©October 2000
Carol Jane Remsburg
As each season reaches its fullness we can recall the day the calendar said it was so. It is a good thing that what is written in ink on the page doesn't come to pass with such immediacy. The shock of the change would be more than we could take.
Come
late September the page on the wall says that autumn has arrived. The leaves on the trees do not instantly
leap into flame nor do the temperatures drop alarmingly and remain cool. It is that nearly imperceptible change that
begins over the course of days and weeks.
The heat of the day doesn't reach the height it did in August while the
nights are noticeably cooler and quicker to come. Rather it's an up and down and back and forth motion that sets up
what is to follow. So like the
pendulum, the wheels and the gears turn ever onward.
There
isn't a season that I don't embrace, but autumn is always the most
anticipated. It heralds the most
dramatic of changes—even over the greening of spring. Death is always most vivid as it plays from the stage.
With
fall come all the rituals that the warmer weather lacks. Halloween, Thanksgiving, and the build
toward the Christmas season all fall with this realm. Autumn gives way to winter with little fanfare outside of the
theatrics of a snowfall.
This
morning we seemed to inch a little closer to real fall and not just because the
calendar said so. There was a wind that
held steady only to pull back occasionally so the sound of the falling leaves
could make their statement. I could
hear them falling with a certain cadence of the required dance. Each shushed its way down to lay upon the
cushion of the still green grass.
Autumn
asserts herself more with each passing day.

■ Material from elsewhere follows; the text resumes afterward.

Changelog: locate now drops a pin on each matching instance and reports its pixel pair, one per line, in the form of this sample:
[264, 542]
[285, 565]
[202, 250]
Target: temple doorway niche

The sun may shine brilliantly but there are undertones of cold as the
wind that whispers never dies. The
first blotches of gold, red, and rust dot the landscape. The fields of corn faded into tan signaling
the harvesters to reap and thus ready that patch of earth for next spring's planting. Other crops, the soybeans, have suddenly
gone to rust. It seemed only days ago
they were a vibrant green. The combines
seem to run day and night, the rattling old trucks that carry the bounty
grumble down the road ferrying them off to safekeeping. The geese honk their good-byes as they
finish gleaning the fields after the harvesters have gone and the wooly-bears
are on the march.
Everything
is active. Everyone is busy. It's the harvest season come again. Within our homes we stock our larders again
the coming cold. The cool, crisp salads
and foods from the grill of summer give way to meaty soups, homemade breads,
and other belly-filling foods that soothe our hunger while assuaging our souls. We long to be like the little ant that
worked so hard to be safe and ready to enjoy the season's end and not the
grasshopper.
We
check our roofs to ensure all is well.
We call the furnace man to turn aside our worries and fill our tanks
with fuel. We open our windows to blow
away the dusty dregs of summer while we clean and scrub and wash. We rediscover the wonders of living
indoors. Meanwhile, forays out of doors
are just as delightful.
Armed
against the chill, we bundle ourselves in an old thick jacket just to walk
about in the yard. The air is fresh,
clean, and always in motion. Taking the
laundry basket to retrieve the laundry is always exhilarating because the
fabrics have captured that crisp scent and we can take it indoors. That perfume, stolen from the wild, only
lives for a short while.
The
sun sets; night begins to fall. All
around us is that heady nutty fragrance.
It is a time of fleeting delight.
It all begins with leaves on the grass.